Council Members John Moss and Guy Tower will be in attendance.

VIRGINIA BEACH, Va. (WAVY) — Those who are too loud, too late into the night could soon find themselves facing a fine if Virginia Beach City Council approves an update to their noise ordinance on Tuesday.

The change would add a civil penalty for those who cause commotion inside city limits and make it easier for someone to prove the noise is loud. Current criminal penalties will remain and be reserved for repeat offenders.

City Council members hope the change will better hold accountable those who infringe on the quality of life of both residents and visitors, while also lessening the load on police.

“We need a new ordinance and I am very grateful that we got one in front of us that I hope will work,” Councilman Guy Tower said in a recent council workshop.

He joined with several others who say they continue to hear nothing is being done about excessive noise, specifically at the Virginia Beach Oceanfront.

“I can be walking my dog or talking on the phone and you can barely hear yourself think because it is so loud,” Vice Mayor Rosemary Wilson said this week.

Much of the noise Wilson said is caused by vehicles with their music too loud and trucks and cars with modified mufflers. For whatever reason, the resort area is known as a magnet for vehicles with those characteristics, that cruise up and down the strip.

“People can enjoy themselves without having noise that loud,” Wilson said.

This isn’t the first time noise has been made about Virginia Beach’s noise ordinance. The current one was put into place in 2009 after the former was ruled unconstitutionally vague by Virginia’s Supreme Court.

In a briefing in front of City Council last month, City Attorney Mark Stiles said the current ordinance relies on sound pressure levels measured by noise meters. 

Right now, a person making a loud noise between the hours of 11 p.m. and 7 a.m. can be criminally charged with a class 3 misdemeanor for the first offense, class 2 for the second and subsequent offenses, if a specific set of circumstances occurs.

First, a person must call 9-1-1 and have a police officer respond, according to Stiles. The officer then must come into the home of the person complaining about the noise, and using a sound measuring device, find the noise exceeding 75 dBA.

“You can see why we don’t get a lot of charges and convictions under this ordinance,” Stiles said.

Under the proposed ordinance, sound would only have to be “plainly audible” to trigger a $250 civil violation.

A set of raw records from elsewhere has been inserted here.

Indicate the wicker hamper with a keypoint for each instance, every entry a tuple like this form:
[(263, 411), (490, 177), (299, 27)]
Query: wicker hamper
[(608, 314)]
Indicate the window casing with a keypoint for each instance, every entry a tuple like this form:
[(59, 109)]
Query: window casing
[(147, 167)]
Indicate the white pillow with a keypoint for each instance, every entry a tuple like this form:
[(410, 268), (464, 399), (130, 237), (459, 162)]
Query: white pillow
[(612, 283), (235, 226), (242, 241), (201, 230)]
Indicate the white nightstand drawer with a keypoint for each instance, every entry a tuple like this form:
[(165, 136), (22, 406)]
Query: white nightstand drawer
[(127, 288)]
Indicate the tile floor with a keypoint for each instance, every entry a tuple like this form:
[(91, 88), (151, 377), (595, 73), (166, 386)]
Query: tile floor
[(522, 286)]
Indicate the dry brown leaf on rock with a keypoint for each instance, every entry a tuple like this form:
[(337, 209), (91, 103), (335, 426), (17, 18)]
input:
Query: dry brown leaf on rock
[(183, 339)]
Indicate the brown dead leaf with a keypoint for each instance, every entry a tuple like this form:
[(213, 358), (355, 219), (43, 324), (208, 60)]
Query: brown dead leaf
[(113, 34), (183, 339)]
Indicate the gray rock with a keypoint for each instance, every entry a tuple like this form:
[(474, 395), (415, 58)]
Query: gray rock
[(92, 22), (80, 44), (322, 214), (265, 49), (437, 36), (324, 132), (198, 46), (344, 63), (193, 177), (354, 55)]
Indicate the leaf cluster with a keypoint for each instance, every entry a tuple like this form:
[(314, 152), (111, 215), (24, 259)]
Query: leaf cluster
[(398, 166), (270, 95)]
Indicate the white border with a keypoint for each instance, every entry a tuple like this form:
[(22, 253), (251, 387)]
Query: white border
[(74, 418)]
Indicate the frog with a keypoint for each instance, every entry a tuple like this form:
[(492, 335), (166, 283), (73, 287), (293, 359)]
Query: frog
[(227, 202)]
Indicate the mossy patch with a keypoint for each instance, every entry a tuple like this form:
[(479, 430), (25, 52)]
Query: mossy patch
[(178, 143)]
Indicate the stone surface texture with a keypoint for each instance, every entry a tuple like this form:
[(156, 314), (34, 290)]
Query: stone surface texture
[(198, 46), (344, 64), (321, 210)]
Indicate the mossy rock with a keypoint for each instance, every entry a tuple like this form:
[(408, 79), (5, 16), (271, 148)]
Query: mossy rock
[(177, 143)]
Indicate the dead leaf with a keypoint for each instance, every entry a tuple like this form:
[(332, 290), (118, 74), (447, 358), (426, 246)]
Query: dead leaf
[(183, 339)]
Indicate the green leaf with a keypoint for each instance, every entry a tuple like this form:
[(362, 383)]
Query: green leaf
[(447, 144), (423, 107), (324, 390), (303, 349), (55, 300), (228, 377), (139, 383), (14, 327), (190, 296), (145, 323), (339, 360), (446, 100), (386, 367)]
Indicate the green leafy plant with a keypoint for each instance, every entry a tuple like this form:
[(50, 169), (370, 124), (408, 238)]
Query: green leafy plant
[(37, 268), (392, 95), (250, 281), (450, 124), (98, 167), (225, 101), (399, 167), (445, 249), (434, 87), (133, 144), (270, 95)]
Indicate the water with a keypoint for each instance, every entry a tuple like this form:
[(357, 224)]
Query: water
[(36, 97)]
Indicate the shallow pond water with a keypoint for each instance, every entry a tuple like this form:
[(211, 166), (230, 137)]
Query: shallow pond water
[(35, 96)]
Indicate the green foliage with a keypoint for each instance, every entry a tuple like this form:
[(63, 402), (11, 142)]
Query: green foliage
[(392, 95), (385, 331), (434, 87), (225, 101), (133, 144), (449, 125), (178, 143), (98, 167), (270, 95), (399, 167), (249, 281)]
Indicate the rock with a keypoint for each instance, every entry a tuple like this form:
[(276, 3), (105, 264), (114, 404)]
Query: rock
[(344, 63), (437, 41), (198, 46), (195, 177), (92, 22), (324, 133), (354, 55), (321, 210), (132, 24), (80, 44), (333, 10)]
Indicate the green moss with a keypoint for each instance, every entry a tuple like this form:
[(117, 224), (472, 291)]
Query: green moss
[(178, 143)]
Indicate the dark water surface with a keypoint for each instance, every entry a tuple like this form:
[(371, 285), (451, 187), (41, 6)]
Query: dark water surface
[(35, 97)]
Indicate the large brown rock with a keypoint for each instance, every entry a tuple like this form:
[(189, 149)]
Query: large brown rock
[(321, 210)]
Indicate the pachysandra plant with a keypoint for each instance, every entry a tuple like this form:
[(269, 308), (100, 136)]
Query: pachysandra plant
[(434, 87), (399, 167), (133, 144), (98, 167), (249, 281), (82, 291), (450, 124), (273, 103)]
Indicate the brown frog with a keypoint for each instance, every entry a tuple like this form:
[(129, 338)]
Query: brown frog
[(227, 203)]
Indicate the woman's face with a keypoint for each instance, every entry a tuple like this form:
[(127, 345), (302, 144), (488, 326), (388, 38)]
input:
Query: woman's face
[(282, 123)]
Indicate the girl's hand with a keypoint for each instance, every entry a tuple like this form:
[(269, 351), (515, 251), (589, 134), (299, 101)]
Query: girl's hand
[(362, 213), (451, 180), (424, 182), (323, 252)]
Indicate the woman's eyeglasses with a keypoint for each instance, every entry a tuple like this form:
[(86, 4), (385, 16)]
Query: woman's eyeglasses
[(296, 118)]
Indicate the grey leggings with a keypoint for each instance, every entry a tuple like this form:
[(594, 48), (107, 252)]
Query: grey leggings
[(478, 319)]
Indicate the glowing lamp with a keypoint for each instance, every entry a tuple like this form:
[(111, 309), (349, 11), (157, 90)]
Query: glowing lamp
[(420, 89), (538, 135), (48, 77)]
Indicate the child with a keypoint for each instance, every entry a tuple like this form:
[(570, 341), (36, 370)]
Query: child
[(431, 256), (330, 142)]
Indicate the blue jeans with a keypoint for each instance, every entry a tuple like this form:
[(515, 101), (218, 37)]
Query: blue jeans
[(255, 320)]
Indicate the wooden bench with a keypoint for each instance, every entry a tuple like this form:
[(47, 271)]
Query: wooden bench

“Plainly audible” meaning any sound that can be heard by the human ear without aid according to Stiles. He said audible doesn’t mean you must make out the words of the noise. Hearing the thumping bass reverberations of music would be enough to satisfy as long as you can identify where it is coming from.

During the day, the noise must be plainly audible inside the home. However between 10 p.m. and 7 a.m., sound would only have to be heard 50 feet from the source.

If a person is a repeat offender, they could face the criminal penalty if a noise meter is used.

A public hearing is scheduled ahead of the vote on Tuesday at 6 p.m. in City Council chambers at the old Virginia Beach City Hall.

Wilson feels it is important to move forward with the proposal.

“It’s early June. They’ve been working on this a long time and we want to get this out before the [Summer] season starts,” Wilson said. “I think everybody deserves to be able to have a good night’s sleep without having a huge amount of noise.”